(Andrea Bernstein, Transportation Nation) When, in 2007, New York City Mayor Michael Bloomberg first signed on to the idea of congestion pricing -- charging private motorists to drive in parts of Manhattan during peak periods -- he took on one of the biggest battles of his administration. Congestion pricing was widely derided by drivers, never gained traction in the legislature and was killed in Albany.
But every idea has its time. In New York and San Francisco, the idea of congestion pricing is getting bandied about again. San Francisco County Transportation Authority holds hearings about that city's plan starting next week. And in New York, Stephen Goldsmith, Bloomberg's new Deputy Mayor for Operations and the former Mayor of Indianapolis, gave one of the administration's biggest pushes for the idea in years, in an interview with NY1 television. (The discussion starts about 9 minutes in).

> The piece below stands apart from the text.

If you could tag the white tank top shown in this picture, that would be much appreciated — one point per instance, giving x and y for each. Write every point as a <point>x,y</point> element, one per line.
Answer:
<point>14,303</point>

"It's not just the revenue from congestion pricing that makes it so exciting," Goldsmith told Inside City Hall host Elizabeth Kaledin. "You've got a limited number of transportation mechanisms and different ways to get around ... And congestion pricing causes people to think differently about how they consume those roads and consume those bridges and so it's a very important signal to the populace."
Full transcript here:
Elizabeth Kaledin, NY1: What about Albany? Specifically let's talk about it in relation to congestion pricing. You are on record as saying you like the idea, you're in favor of it. It was a knock-down fight between Mayor Bloomberg and Albany. Many of the people representing our suburban residents were extremely angry about the idea and it went down in big defeat for the mayor. Is there any chance that congestion pricing could be brought back and do you have the political stomach to deal with the crew up there?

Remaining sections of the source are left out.